Shape memory materials
Introduction
Nitinol is an alloy of nickel (60-70%) and titanium (30-40%), and is the best-known example of the so-called shape memory alloys.
Although scientists knew some properties of this type of materials since 1945[1], the first practical applications did not begin to be developed until 30 years later. In the US Navy laboratories, William Beuhler discovered an alloy of nickel (Ni) and titanium (Ti) that had these properties, in a research program aimed at obtaining an alloy with high resistance to corrosion. The team of researchers who discovered it named the new material NiTiNOL (acronym for Ni-Ti-Naval Ordnance Laboratory). It is an alloy of nickel and titanium in almost equimolar proportions and that it has spectacular shape memory properties. Shape memory manifests itself when, after plastic deformation, the material recovers its shape after gentle heating. The name of this material has become synonymous with this type of alloy, just as Teflon is with polytetrafluoroethylene.

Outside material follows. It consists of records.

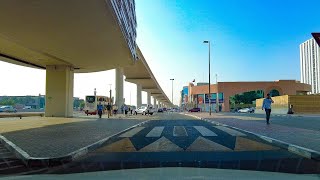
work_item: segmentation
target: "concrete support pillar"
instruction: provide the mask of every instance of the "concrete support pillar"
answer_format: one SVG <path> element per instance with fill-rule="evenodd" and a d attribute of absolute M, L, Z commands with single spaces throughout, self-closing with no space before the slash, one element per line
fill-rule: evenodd
<path fill-rule="evenodd" d="M 157 100 L 156 97 L 153 96 L 153 107 L 157 108 Z"/>
<path fill-rule="evenodd" d="M 142 87 L 140 84 L 137 84 L 137 108 L 142 105 Z"/>
<path fill-rule="evenodd" d="M 151 93 L 147 92 L 147 104 L 151 105 Z"/>
<path fill-rule="evenodd" d="M 46 67 L 47 117 L 73 116 L 73 77 L 71 66 L 50 65 Z"/>
<path fill-rule="evenodd" d="M 116 101 L 115 104 L 121 107 L 123 102 L 123 70 L 122 68 L 116 68 Z"/>

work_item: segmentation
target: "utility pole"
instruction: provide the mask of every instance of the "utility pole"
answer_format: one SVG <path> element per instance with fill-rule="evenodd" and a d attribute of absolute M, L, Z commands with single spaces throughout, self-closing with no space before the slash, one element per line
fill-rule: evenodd
<path fill-rule="evenodd" d="M 211 116 L 211 90 L 210 90 L 210 41 L 203 41 L 203 43 L 209 44 L 209 115 Z"/>
<path fill-rule="evenodd" d="M 109 84 L 109 87 L 110 87 L 110 90 L 109 90 L 109 103 L 110 103 L 110 105 L 112 105 L 112 100 L 111 100 L 111 98 L 112 98 L 112 90 L 111 90 L 111 86 L 112 86 L 112 84 Z"/>
<path fill-rule="evenodd" d="M 172 82 L 172 85 L 171 85 L 171 90 L 172 90 L 172 92 L 171 92 L 171 102 L 172 102 L 172 107 L 173 107 L 173 81 L 174 81 L 174 79 L 170 79 L 170 80 Z"/>
<path fill-rule="evenodd" d="M 220 107 L 219 107 L 219 87 L 218 87 L 218 74 L 216 74 L 216 86 L 217 86 L 217 100 L 216 100 L 216 110 L 219 112 Z"/>

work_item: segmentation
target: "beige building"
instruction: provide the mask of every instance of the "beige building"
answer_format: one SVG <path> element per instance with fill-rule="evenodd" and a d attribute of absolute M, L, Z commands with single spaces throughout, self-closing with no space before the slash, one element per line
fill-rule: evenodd
<path fill-rule="evenodd" d="M 293 106 L 295 114 L 319 114 L 320 113 L 320 95 L 283 95 L 272 97 L 272 112 L 276 114 L 286 114 L 290 105 Z M 256 101 L 256 112 L 262 111 L 263 98 Z"/>

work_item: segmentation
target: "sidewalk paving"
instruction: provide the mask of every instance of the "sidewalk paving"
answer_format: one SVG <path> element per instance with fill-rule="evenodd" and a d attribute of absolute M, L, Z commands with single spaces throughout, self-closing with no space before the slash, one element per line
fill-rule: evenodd
<path fill-rule="evenodd" d="M 60 157 L 145 121 L 138 118 L 0 119 L 0 134 L 32 157 Z"/>
<path fill-rule="evenodd" d="M 245 115 L 213 113 L 209 116 L 208 113 L 189 114 L 320 152 L 320 131 L 278 125 L 272 123 L 272 121 L 270 125 L 267 125 L 264 118 Z M 301 121 L 301 123 L 305 122 Z"/>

Shape memory alloys owe their properties to a phase transition between an austenite-type structure and a martensite-type structure. Phase transitions in solids can occur by two very different mechanisms. The most common consists of the displacement of atoms from their equilibrium positions, through a process known as diffusion, to adopt a new structure that is more stable under the pressure and temperature conditions at which the material is found. This type of transition generally occurs slowly.
Shape memory alloys also undergo a phase transition that is produced by a cooperative movement of a large number of atoms, which suffer very small displacements from their equilibrium positions. Since there is no diffusion of atoms, this transformation is very fast (it can reach the speed of sound). This type of transformation is called martensitic, because they were first described for the transformation of steel between its austenite (ductile and malleable) and martensite (brittle and hard) phases.

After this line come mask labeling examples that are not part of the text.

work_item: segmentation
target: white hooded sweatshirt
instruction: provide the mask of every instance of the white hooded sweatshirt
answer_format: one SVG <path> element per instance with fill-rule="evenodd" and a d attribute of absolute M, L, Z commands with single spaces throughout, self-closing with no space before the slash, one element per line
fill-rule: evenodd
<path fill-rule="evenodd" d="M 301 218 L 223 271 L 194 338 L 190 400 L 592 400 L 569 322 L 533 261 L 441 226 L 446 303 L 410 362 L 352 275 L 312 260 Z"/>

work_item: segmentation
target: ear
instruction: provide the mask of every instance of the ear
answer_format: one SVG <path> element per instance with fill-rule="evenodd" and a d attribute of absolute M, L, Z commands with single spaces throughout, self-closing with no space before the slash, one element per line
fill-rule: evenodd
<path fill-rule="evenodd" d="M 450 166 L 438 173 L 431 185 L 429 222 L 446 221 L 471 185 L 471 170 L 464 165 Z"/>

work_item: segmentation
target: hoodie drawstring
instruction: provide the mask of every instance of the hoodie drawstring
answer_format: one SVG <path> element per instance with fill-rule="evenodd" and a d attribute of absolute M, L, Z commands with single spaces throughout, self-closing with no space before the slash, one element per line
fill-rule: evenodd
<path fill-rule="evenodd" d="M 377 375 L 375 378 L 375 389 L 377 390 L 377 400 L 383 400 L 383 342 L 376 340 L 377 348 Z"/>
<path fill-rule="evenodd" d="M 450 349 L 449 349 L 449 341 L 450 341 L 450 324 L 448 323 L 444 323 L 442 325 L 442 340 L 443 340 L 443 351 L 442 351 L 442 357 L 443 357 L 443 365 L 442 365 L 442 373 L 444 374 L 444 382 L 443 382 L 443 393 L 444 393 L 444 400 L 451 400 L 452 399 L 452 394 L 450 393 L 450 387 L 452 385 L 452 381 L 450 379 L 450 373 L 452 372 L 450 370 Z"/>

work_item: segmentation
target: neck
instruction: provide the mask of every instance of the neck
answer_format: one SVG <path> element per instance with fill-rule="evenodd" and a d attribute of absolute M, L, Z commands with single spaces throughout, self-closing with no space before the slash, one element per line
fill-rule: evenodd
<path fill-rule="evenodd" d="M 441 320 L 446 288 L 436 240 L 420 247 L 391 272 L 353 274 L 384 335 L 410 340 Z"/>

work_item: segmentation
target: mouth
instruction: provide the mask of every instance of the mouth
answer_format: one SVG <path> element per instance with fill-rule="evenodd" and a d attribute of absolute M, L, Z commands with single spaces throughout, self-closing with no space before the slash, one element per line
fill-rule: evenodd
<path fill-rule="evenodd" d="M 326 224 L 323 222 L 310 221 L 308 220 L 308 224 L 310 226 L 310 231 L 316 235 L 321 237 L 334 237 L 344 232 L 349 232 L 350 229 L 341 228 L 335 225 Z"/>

Martensite (low temperature) is a less symmetric phase than austenite (face-centered cubic). Once the martensite phase has been generated by cooling, it can be easily and plastically deformed, but the transformation by heating recovers the ONLY possible austenite-type structure. This effect, on a macroscopic scale, manifests itself in the recovery of the initial shape.
In a typical shape memory transformation process, the part is cooled from the austenite state to transform it into martensite. In this phase the material is malleable and easily deformed, changing shape. Heating to a temperature higher than the transformation temperature returns the object to its original shape.